State of New York Supreme Court, Appellate Division Third Judicial Department
January 20, 2011
IN THE MATTER OF THE CLAIM OF HEATHER L. WIGHTMAN, APPELLANT.
COMMISSIONER OF LABOR, RESPONDENT.
Appeal from a decision of the Unemployment Insurance Appeal Board, filed September 24, 2009, which ruled that claimant was disqualified from receiving unemployment insurance benefits because her employment was terminated due to misconduct.
MEMORANDUM AND ORDER
Calendar Date: November 29, 2010
Before: Cardona, P.J., Peters, Rose, Malone Jr. and Stein, JJ.

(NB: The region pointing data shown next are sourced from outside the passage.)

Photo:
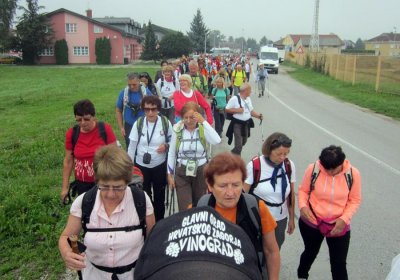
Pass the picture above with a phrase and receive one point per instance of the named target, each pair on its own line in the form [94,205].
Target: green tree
[7,12]
[359,44]
[150,51]
[33,32]
[198,32]
[252,43]
[103,51]
[263,41]
[216,38]
[174,44]
[61,52]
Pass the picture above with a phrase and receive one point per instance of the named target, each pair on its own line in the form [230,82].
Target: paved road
[370,141]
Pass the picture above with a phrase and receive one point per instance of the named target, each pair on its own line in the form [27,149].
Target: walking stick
[74,245]
[262,131]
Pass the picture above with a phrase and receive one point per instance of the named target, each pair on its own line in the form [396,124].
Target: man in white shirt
[242,109]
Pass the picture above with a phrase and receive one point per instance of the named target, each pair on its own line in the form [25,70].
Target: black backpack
[139,199]
[162,82]
[229,116]
[76,131]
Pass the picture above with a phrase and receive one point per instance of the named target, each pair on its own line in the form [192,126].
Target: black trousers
[128,128]
[154,182]
[338,249]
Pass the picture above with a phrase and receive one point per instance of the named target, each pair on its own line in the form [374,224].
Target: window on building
[47,52]
[81,51]
[70,27]
[97,29]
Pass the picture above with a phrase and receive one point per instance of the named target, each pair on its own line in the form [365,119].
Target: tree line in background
[33,34]
[199,39]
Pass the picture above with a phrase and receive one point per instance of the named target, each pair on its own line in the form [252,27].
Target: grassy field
[36,110]
[361,95]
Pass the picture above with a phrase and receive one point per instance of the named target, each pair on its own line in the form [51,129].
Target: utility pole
[314,40]
[205,42]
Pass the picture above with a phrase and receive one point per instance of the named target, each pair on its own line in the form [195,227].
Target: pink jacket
[180,100]
[331,197]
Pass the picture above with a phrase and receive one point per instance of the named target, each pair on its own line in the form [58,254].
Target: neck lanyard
[152,132]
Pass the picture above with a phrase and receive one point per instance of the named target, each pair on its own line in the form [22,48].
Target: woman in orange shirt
[329,196]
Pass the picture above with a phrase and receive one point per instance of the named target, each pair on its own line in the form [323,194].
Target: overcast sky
[349,19]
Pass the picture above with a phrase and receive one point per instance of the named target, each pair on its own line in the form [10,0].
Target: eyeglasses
[84,119]
[281,141]
[188,119]
[147,110]
[144,75]
[105,188]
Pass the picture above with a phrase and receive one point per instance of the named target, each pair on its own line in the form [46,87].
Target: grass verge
[36,111]
[359,94]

Claimant worked as a program supervisor at a residential care facility for nearly a year and a half. Her employment was terminated, however, after it was discovered that, during one of her shifts, claimant made notations on certain medical records that she had removed, cleaned and checked a hearing aid belonging to one of the residents when she, in fact, had failed to do so. The Unemployment Insurance Appeal Board ruled that claimant was disqualified from receiving unemployment insurance benefits because her employment was terminated due to misconduct, prompting this appeal.

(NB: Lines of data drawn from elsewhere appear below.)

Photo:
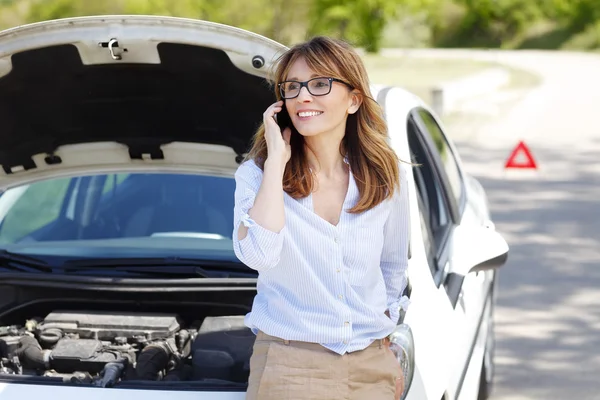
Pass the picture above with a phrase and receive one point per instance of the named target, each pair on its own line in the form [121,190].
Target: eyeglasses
[315,86]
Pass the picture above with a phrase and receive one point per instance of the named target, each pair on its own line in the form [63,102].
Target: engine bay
[107,348]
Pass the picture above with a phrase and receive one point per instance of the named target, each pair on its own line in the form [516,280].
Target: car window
[38,205]
[118,207]
[435,211]
[446,155]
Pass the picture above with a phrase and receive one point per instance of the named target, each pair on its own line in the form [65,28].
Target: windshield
[121,215]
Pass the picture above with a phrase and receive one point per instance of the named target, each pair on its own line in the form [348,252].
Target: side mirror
[477,248]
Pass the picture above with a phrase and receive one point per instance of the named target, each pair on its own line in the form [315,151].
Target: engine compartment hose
[111,373]
[49,337]
[152,360]
[31,354]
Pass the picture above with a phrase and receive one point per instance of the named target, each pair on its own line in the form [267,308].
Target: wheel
[487,367]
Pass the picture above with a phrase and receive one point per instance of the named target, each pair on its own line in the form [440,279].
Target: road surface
[548,312]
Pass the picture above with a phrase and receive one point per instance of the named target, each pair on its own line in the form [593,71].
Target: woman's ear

Falsification of an employer's business records, particularly when in violation of established record-keeping policies, has been held to constitute disqualifying misconduct (see Matter of Downing [Buffalo Hearing & Speech Ctr.-Commissioner of Labor], 51 AD3d 1093, 1093 ; Matter of Rosa [Commissioner of Labor], 45 AD3d 952, 952 ). Here, claimant admitted to making false entries on the records in question. This was contrary to the training she had received regarding the employer's procedures for completing medical documentation. Although claimant denied intentionally falsifying the records and stated that she made a honest mistake that was attributable to short staffing during the time in question, this presented a credibility issue for the Board to resolve (see Matter of Garcia [Commissioner of Labor], 53 AD3d 1010, 1011 ; Matter of Downing [Buffalo Hearing & Speech Ctr.-Commissioner of Labor], 51 AD3d at 1093). Therefore, we find no reason to disturb the Board's decision.
Cardona, P.J., Peters, Rose, Malone Jr. and Stein, JJ., concur.
ORDERED that the decision is affirmed, without costs.